We are still more than slightly intrigued when new gluten free products pop up at the grocery. I don’t tend to notice many of these items now as I’m a grokery shopper (otherwise known as perimeter skirter). But, every now and then something comes up on the radar.
Recently I discovered some goodies made by Udi’s (I was shopping for a long road trip and figured a few concessions may be called for to keep the 5
heathens children at bay).
Udi’s has a gluten free granola… and it’s the best gluten free granola we’ve tried to date. I quite enjoyed it on top of sliced banana with some whole milk (I was sick, so it was the perfect excuse to have carbs/comfort food and I finished the bag nearly on my own).
Obviously, this has grains so it is a RARE treat. However, we will be buying it again (and I might even share with the kids).
In other news, I’m on day 3 of the 21 day sugar detox (again). This time, I’m determined to go the whole way. I’d like to drop 15 lbs (or 1 size) by Christmas. I have very specific reasons for this, but I’m not sharing in case some of the little eyes in my house happen upon this post. So, that yummy granola will have to wait. Maybe I’ll treat myself with a bit over our vacation (hence the 15lbs) at Christmas time if I make my goal.
This is Snowball (a white Brahma), my personal favorite chicken. She and her cohort, Owl (a golden Wyandotte) always fly the coop and spend most of their days out in our yard. We let all the chickens roam free on the weekends, but due to poop issues we can’t during the week or else the daycare kids would be playing in chicken droppings. Ewwww.
Anyway, every time I went outside, Snowball would come running to me. She was hoping for food. She’d walk alongside me to the coop and as we neared it, she would stop, squat down, and put her wings out as if to say, “go ahead and pick me up”. So, I would pick her up and put her back in the run. She was a fun chicken.
Sweet Snowball had a tragic accident while roaming our backyard on Monday. I was out dropping my girls off at dance class. My father in law let his new dog out in the yard. Before this dog came home, I had a nightmare that he slaughtered my chickens. . . I was hoping it was paranoia. Snowball was seriously injured, but after putting a call in to our local farming expert, we decided to treat her for shock and see if we could get her to pull through. 24 hours later she died.
I’ve had the weirdest feelings about this whole ordeal. I feel absolutely horrid knowing she had to go through a very traumatic experience. . . getting mauled by a dog must be akin to a human being mauled to death by a bear. Fear. Pain. Common sense screams, “she was just a chicken!”. But, she was our pet.
I know my chickens are not dumb creatures.

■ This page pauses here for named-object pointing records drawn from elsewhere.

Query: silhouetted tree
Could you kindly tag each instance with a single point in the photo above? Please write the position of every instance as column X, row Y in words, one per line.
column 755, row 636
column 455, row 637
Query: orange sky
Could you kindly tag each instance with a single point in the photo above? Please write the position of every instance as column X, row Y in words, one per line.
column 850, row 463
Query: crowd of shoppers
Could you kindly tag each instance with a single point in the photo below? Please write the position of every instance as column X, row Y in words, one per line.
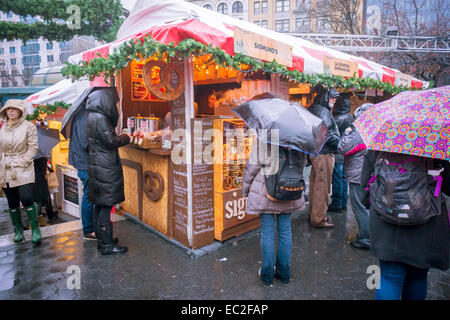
column 405, row 253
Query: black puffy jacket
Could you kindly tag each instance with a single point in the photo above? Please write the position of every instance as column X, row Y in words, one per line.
column 321, row 109
column 105, row 168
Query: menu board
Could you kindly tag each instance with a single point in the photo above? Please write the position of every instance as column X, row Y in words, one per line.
column 179, row 174
column 139, row 91
column 71, row 189
column 202, row 184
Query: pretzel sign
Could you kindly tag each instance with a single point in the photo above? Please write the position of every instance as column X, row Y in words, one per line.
column 166, row 88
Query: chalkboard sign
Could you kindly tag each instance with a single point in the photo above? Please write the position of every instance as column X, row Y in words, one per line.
column 178, row 174
column 71, row 189
column 202, row 185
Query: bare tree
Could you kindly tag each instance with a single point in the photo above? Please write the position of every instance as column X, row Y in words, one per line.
column 10, row 77
column 339, row 16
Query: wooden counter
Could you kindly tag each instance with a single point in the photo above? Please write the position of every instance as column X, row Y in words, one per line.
column 146, row 179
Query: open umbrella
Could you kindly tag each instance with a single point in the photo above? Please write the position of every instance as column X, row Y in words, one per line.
column 297, row 128
column 77, row 106
column 412, row 122
column 47, row 140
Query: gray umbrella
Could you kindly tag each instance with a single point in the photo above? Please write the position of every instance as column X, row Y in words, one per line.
column 78, row 105
column 298, row 128
column 47, row 140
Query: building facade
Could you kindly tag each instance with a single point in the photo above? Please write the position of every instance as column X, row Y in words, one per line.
column 235, row 8
column 19, row 61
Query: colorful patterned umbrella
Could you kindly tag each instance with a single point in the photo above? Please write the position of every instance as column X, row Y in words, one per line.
column 412, row 122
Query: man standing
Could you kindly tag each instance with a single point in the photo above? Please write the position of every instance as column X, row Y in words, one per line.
column 322, row 165
column 79, row 158
column 339, row 195
column 106, row 183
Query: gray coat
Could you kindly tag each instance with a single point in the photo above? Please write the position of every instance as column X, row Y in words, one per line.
column 254, row 187
column 353, row 148
column 423, row 246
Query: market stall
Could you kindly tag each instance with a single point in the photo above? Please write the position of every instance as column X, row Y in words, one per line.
column 179, row 70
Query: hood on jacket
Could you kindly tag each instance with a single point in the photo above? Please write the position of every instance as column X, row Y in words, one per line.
column 104, row 101
column 324, row 95
column 361, row 109
column 342, row 107
column 17, row 104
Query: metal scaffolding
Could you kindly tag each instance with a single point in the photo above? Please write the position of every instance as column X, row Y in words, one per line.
column 374, row 43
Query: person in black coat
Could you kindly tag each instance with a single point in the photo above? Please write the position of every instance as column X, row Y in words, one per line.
column 106, row 186
column 406, row 253
column 339, row 195
column 322, row 165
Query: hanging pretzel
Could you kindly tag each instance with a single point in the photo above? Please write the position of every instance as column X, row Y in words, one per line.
column 153, row 185
column 164, row 89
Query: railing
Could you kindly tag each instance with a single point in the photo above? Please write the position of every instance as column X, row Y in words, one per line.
column 373, row 43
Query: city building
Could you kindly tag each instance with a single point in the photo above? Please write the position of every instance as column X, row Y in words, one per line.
column 235, row 8
column 289, row 16
column 19, row 61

They follow me around, they look at me with heads cocked and beady eye blinking as if they are trying to tell me something, they flock to their house at dusk without any other prompting, and the first night Snowball was missing from their group, 4 of them mounted a search party- well after dusk, they were walking the perimeter of the run fence and calling out into the yard, then they’d stop and listen. . . they were calling for their friend, trying to lead her home. Part of me wishes she had died a quick death. Part of me wonders if we should have culled her immediately after the incident. Part of me thinks this was the most natural and humane way to let her go, by giving her the support to make it if she could and letting her slip naturally into death when the injuries overtook her.
When I first saw her after the attack, she was panting and making soft crying sounds. When her breathing calmed and she was quite, but alert and trying to move, I hoped she was making improvement. I had placed her in the garage in a cat crate with a soft towel for a bed, fresh water, food, & I covered the crate with another towel for darkness to encourage her to rest. We cleaned her wounds (there wasn’t much blood, which made me hope it wasn’t as bad as we feared).
Today, I haven’t visited my chickens. . . just a quick trip to return Owl to the run and refill food. It makes me sad to know Snowball isn’t in with her flock. We still have 14 chickens. . . I feel myself taking a step back from being the “chicken mama” to being the chicken owner. I guess we all became too emotionally invested in these creatures.
I have this issue with animals, and I think that’s why I try to not get attached to them. When my cat, Peanut was hit by a car several years ago. . . we were out in the yard and I heard her bones breaking (it sounded like a tree limb cracking). That sound replayed in my waking and sleeping thoughts for weeks afterward. So far, it’s been the same with Snowball, it’s like I can feel the fear and pain she experienced.